Dealing With Seasons in India – Part 1

Indian Climate can be very as daunting as it varies from -30 in the Himalayas to 50 degrees in the desert of Rajasthan. Before you start your planning tour trip to India, its must to have a brief about the weather you are to deal with. The two extremes are the Hot summer and the wet monsoons.

Seasons in India can be broadly divided into just two, Summer and Monsoons. Spring and Autumn last just about 15 days.

Summers in India range from April to September and can be pretty harsh, unless the place you come from has the equator passing through it. The hilly areas however, have a pleasant climate all year around and attract a lot of tourists during summers. A city like Delhi can feel like an oven, the heat is pretty suffocating and to add to it, the loo wind makes it worse. Here are some essentials to help you beat the heat.

Apply a lot of sunscreen, unless you really want the tan. Also, goggles are a must. Wear a cap or a hat to protect your head. Take care of the kind of clothes you wear, loose fitting cotton casuals would be most comfortable. Drink plenty of water and fluids to save yourself from getting dehydrated. Lemonade is a pretty refreshing option too as is the easily available tender coconut water. Tender coconut water contains sugar, fiber, and proteins along with vitamins and minerals.

Take care of the food you choose. Avoid oily and rich food, instead, switch to salads and fresh fruits that naturally contain water, like water melon – in fact this fruit contains nearly 92% water and up to 14% of vitamin C. This will add to the moisture content that you will lose through sweating.

Carrying moisturized towelettes is also a good idea as some areas can get extremely humid.

If you are on a volunteering trip to India and have limited means, (read: non AC accommodation), here is a tip that might come in handy to help you make yourself more comfortable while indoors. When you feel warm indoors hang a wet sheet by an open window. This way you will get cool air from the water as it evaporates and blows toward you from the open window. A better idea is hanging it over a stand fan or a table fan if you have one.

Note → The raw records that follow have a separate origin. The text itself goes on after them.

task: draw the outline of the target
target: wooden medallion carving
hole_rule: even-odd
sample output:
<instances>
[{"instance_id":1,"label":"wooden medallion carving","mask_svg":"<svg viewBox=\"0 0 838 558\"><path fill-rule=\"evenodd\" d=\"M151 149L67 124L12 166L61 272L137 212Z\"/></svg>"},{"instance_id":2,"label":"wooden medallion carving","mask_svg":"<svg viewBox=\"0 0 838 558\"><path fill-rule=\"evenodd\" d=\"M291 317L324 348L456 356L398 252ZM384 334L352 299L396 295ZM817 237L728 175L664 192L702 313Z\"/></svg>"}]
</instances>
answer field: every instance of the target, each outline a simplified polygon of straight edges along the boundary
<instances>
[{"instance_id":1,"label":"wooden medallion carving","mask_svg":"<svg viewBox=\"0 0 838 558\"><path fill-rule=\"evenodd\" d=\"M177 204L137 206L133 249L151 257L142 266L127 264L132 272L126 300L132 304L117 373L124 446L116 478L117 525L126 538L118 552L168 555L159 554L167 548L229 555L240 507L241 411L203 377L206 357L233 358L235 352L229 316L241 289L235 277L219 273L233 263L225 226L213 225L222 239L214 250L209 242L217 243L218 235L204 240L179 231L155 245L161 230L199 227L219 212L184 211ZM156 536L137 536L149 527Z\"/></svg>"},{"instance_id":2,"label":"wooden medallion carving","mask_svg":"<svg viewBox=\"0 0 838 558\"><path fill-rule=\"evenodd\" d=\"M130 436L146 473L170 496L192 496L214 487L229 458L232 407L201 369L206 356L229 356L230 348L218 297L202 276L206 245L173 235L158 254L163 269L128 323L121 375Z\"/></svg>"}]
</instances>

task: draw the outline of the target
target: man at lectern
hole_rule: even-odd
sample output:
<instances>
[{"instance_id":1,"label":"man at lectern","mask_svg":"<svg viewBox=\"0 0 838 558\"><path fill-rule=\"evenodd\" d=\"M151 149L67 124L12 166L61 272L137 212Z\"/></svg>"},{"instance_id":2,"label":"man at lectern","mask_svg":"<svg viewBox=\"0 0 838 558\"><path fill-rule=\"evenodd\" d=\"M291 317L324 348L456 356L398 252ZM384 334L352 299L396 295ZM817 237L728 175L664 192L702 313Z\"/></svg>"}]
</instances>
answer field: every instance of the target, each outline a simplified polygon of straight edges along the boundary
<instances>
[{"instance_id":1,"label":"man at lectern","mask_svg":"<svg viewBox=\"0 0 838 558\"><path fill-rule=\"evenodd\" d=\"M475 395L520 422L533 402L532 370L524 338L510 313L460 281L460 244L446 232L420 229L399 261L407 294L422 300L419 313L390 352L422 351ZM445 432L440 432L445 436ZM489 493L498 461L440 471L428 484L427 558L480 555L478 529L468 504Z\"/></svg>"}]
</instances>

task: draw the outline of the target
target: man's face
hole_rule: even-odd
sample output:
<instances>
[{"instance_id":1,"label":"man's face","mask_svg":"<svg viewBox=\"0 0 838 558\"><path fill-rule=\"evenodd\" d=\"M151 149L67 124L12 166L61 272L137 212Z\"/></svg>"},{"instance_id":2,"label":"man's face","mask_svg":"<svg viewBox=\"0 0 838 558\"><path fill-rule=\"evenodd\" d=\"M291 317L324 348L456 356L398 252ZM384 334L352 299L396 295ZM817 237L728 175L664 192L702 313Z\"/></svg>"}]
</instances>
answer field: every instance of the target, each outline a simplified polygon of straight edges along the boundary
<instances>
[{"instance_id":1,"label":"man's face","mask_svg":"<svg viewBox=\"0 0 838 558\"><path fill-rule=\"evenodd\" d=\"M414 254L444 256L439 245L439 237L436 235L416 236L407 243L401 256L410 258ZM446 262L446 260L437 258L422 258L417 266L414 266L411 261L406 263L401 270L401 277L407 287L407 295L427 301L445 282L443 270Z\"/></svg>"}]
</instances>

If everything else fails, take a break and head to the nearest hill station! 😀

While Monsoons in India are definitely welcome post the sweltering summers, it mostly overstays its welcome! There is every probability that it may dampen your travel plans. Coastal areas like Mumbai and Odisha often face floods during the monsoon seasons. Personally, barring the flood scene, I feel monsoons can be pretty enjoyable and would be an especially unique experience for you if you are in India for the first time. With a few pointers, you would be good to go. Just very basic things that we’re sure your mother would’ve already told you about.

  • Carry an umbrella or a raincoat
  • Wear flip flops or crocs
  • Avoid wearing full length trousers; you don’t want to step into a puddle while in your expensive, ironed trousers.

Before making elaborate travel plans make sure you check the weather forecast for the week. On a lighter note, here is a fun post on India RealTime, the Indian chapter of Wall Street journal – 19 tips for the Monsoon.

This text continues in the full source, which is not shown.